Il Comune di Salerno ha partecipato con il vice sindaco Eva Avossa. "Tanti ragazzi siriani - ha detto - non sentono più il suono della campanella. E' importante che i giovani siano sensibilizzati ad una tragedia immane, non l'unica nel mondo. E' luttuosa cronaca quotidiana e internazionale quella che proviene dalla Siria. Talvolta siamo assuefatti a certe immagini ed i ragazzi più di noi, perché attraverso i videogiochi vivono talvolta una realtà aumentata o virtuale. La virtuosa eccezione, però, è rappresentata dai ragazzi che si sono radunati oggi, in occasione del flash mob. Faccio i complimenti agli organizzatori perché attraverso le giovani generazioni è stato lanciato un messaggio di speranza ma anche di accoglienza e di impegno civile. Abbiamo tutti il diritto di vivere in pace ed i ragazzi hanno diritto al sorriso, al gioco, all'istruzione.
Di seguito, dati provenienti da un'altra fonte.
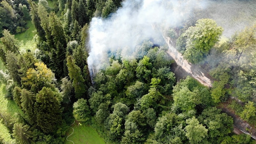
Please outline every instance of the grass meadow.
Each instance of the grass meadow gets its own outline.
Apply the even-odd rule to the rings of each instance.
[[[33,38],[36,34],[36,29],[31,21],[27,21],[26,30],[23,33],[15,35],[15,38],[20,41],[20,49],[24,52],[29,49],[34,51],[36,48],[35,40]]]
[[[100,138],[97,132],[91,126],[84,124],[80,125],[75,123],[71,126],[74,129],[74,133],[67,139],[75,144],[105,144],[103,139]],[[69,128],[67,132],[67,136],[69,135],[73,130]],[[65,140],[64,144],[72,144],[71,142]]]
[[[4,98],[5,92],[5,85],[2,84],[0,86],[0,114],[1,116],[5,118],[8,118],[8,120],[15,122],[17,120],[17,118],[15,116],[16,115],[15,113],[20,110],[19,110],[19,108],[14,102],[12,102]],[[13,140],[11,137],[11,133],[4,124],[4,123],[2,121],[3,120],[2,118],[0,119],[0,138],[2,139],[4,144],[13,143]]]

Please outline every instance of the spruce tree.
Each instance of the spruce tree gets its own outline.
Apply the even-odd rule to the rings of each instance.
[[[21,90],[20,93],[21,106],[26,114],[26,119],[30,124],[33,125],[36,121],[34,112],[34,104],[35,101],[35,94],[25,89]]]
[[[23,125],[21,123],[15,123],[13,126],[13,133],[12,136],[15,138],[19,144],[30,144],[32,142],[30,138],[31,138],[31,131],[29,130],[28,125]]]
[[[18,56],[13,52],[8,51],[6,54],[6,67],[8,70],[9,74],[11,78],[20,85],[21,79],[19,75],[18,70],[20,68],[17,64]]]
[[[32,19],[32,23],[37,29],[38,35],[41,40],[45,41],[46,40],[46,33],[40,24],[41,20],[37,13],[37,5],[35,2],[31,0],[28,0],[28,2],[30,5],[30,15]]]
[[[66,58],[67,41],[61,21],[54,13],[51,13],[50,27],[53,38],[55,49],[52,49],[52,58],[54,72],[57,79],[64,77],[64,60]]]
[[[56,133],[63,122],[59,92],[43,87],[35,97],[34,114],[37,125],[46,133]]]
[[[72,56],[67,58],[67,66],[68,70],[68,75],[72,81],[72,85],[75,89],[76,98],[81,98],[86,92],[87,87],[85,84],[85,79],[82,76],[81,69],[76,64]]]

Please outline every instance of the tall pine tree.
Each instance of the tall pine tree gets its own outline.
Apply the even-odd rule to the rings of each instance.
[[[88,89],[85,84],[85,79],[82,76],[81,69],[76,64],[72,56],[67,58],[67,66],[68,70],[68,75],[72,81],[72,85],[75,89],[76,97],[77,99],[83,97]]]

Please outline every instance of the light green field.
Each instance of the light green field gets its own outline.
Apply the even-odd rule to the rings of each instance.
[[[31,21],[27,21],[26,31],[15,35],[15,38],[20,42],[20,49],[21,52],[30,49],[33,51],[36,48],[36,42],[33,37],[36,33],[36,29]]]
[[[17,111],[17,106],[13,102],[10,102],[10,101],[7,100],[4,98],[5,86],[1,85],[0,86],[0,113],[3,116],[8,115],[7,116],[13,116],[11,119],[15,121],[14,114]],[[14,104],[14,105],[13,105]],[[19,111],[19,110],[17,110]],[[2,120],[1,120],[2,121]],[[13,140],[11,137],[11,134],[6,126],[1,121],[0,123],[0,138],[3,139],[4,144],[13,143]]]
[[[78,125],[75,123],[72,126],[74,129],[74,132],[67,138],[68,140],[72,141],[75,144],[105,144],[103,139],[100,138],[96,131],[90,126],[86,125]],[[67,133],[67,136],[69,135],[73,131],[69,128]],[[72,144],[71,142],[66,140],[65,144]]]

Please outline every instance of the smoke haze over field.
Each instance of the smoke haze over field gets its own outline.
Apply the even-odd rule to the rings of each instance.
[[[108,52],[119,50],[122,57],[129,58],[136,46],[144,40],[163,43],[164,30],[181,25],[193,9],[204,8],[206,4],[200,0],[132,0],[125,1],[122,5],[108,19],[92,19],[87,59],[89,70],[103,68],[108,61]]]

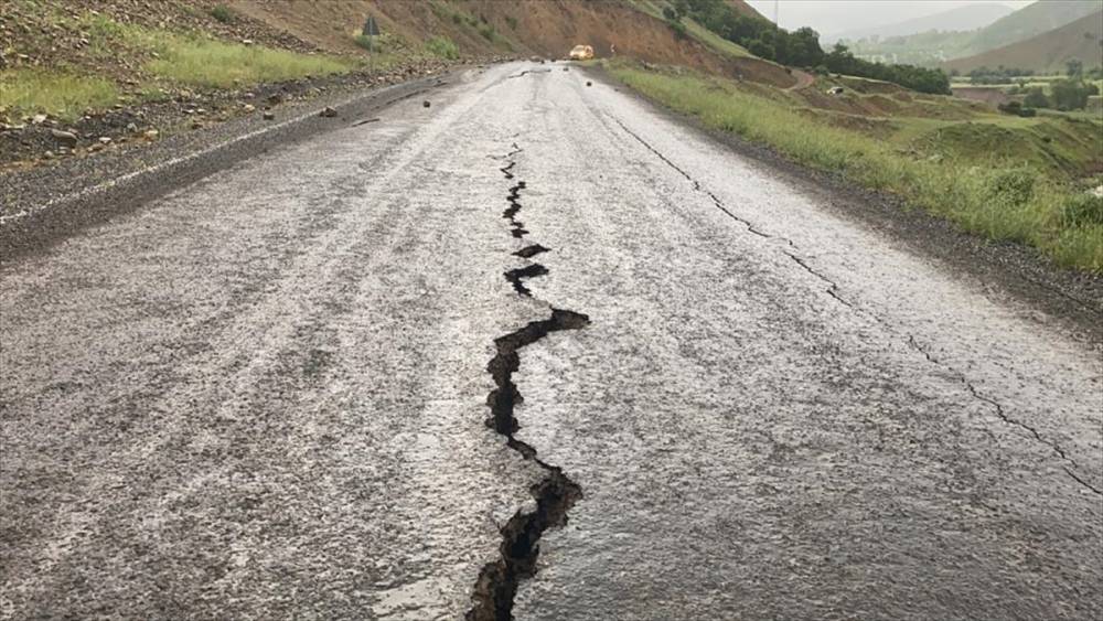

Quelli siriani, invece, giocano con le armi". 

I partecipanti

Al flash mob hanno preso parte, insieme all'IIS Santa Caterina da Siena, il Liceo Scientifico Francesco Severi, il Liceo Classico Torquato Tasso, il Liceo Statale Regina Margherita, il Liceo Artistico Sabatini-Menna, l'Istituto Superiore Giovanni XXIII, l'Istituto Comprensivo Barra, l'Istituto Comprensivo Alfano-Quasimodo, il VI Circolo Medaglie d'Oro, l'IPSEOA Roberto Virtuoso, l'Istituto Comprensivo Giovanni Paolo II, ITT Basilio Focaccia, ProfAgri, Liceo Statale Alfano I, Liceo Statale Francesco De Sanctis, Istituto Comprensivo San Tommaso d'Aquino con genitori, IIS Virgilio di Mercato San Severino.